The roads themselves
are a strange mix. In the centre of the town the surface
is beautifully smooth, and certainly well maintained.
A perfect cycling surface, all except for the giant
potholes where every manhole cover lies. It’s
as if they try desperately to maintain the road by
constantly tarring it to keep it billiard table smooth,
but never raise the manhole covers, so that over time
they seem to sink beneath the tarmac.
The
side streets, shooting off up steep hills, are either
pitted tarmac, or ridiculously uneven cobbles, though
this would open up opportunities for some rather exciting
urban downhill mountain biking.

The thing to
keep in mind, of course, is that Georgia simply isn’t
a rich country. Cycling facilities would be so far
down the list of priorities of any administrative
body that they have virtually no chance of ever seeing
the light of day. Some little pockets of resistance
do hang on, with a couple of cycling clubs, and even
an old velodrome (presumably a relic of the Soviet
era). But simple, practical, day-to-day cycling would
surely be a pipe dream.
Returning to
the UK I’d never had such a good impression
of the driving on our roads. I had space and time.

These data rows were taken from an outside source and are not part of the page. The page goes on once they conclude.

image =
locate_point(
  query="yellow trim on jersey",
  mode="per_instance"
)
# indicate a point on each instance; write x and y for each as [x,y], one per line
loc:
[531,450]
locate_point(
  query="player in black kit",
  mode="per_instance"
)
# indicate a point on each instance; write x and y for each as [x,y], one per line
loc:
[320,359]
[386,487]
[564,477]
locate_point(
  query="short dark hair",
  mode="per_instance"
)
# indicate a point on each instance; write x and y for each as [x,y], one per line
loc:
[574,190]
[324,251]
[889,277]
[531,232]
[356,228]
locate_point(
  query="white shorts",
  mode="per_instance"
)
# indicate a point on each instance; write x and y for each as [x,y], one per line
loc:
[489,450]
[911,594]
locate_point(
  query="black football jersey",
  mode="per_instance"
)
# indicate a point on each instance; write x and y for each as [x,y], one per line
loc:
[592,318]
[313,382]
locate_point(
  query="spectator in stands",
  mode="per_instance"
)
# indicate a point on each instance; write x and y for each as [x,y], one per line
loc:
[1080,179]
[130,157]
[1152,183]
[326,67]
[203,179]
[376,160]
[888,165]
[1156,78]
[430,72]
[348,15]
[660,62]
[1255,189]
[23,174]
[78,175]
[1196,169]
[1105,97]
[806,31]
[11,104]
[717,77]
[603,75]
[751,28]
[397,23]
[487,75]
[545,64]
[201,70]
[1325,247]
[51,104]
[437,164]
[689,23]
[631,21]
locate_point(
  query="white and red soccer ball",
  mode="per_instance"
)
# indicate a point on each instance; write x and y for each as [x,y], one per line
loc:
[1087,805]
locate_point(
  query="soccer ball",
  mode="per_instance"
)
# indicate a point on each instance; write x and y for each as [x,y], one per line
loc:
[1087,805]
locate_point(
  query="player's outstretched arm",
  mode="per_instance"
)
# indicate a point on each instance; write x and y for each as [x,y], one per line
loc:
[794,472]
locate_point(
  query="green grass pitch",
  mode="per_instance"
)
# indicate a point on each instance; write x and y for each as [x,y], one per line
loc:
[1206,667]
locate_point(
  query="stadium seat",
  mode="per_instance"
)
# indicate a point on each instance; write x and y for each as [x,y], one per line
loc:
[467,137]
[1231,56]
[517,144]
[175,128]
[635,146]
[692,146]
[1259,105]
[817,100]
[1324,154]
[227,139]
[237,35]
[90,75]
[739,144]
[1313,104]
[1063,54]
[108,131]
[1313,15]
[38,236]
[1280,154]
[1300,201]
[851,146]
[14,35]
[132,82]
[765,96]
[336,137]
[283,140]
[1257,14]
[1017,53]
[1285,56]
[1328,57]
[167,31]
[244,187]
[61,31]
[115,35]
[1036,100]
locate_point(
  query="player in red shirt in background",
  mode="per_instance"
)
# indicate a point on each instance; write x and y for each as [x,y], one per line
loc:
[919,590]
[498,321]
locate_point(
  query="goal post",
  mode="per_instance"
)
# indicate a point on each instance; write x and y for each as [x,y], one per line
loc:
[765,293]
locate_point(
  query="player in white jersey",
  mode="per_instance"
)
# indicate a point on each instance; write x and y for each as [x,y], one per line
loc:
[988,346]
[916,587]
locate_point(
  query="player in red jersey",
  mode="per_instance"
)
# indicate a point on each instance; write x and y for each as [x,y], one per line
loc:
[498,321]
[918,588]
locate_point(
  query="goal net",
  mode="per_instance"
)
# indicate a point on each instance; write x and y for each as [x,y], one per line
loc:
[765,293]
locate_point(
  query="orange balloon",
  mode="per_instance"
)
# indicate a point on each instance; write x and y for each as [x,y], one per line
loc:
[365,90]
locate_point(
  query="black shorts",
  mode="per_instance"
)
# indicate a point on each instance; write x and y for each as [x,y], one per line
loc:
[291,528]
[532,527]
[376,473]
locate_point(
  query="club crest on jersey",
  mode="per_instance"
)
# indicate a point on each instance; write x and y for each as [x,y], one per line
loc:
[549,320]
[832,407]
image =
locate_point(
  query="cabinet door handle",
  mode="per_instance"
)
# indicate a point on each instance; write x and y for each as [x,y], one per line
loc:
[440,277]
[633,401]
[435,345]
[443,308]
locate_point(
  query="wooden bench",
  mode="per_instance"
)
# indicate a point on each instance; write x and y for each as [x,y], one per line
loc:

The horn is hardly ever heard. The drivers are courteous
and (in general) obey the markings on the tarmac over
which they are conveyed.
Of
course, these feelings didn’t last long, but
the next time I find myself wistfully thinking of
how things are done on the continent I’ll let
my mind wander a little further, reach for Georgia,
and fight off the cold sweat that appears on my brow
even just thinking about cycling in Tbilisi.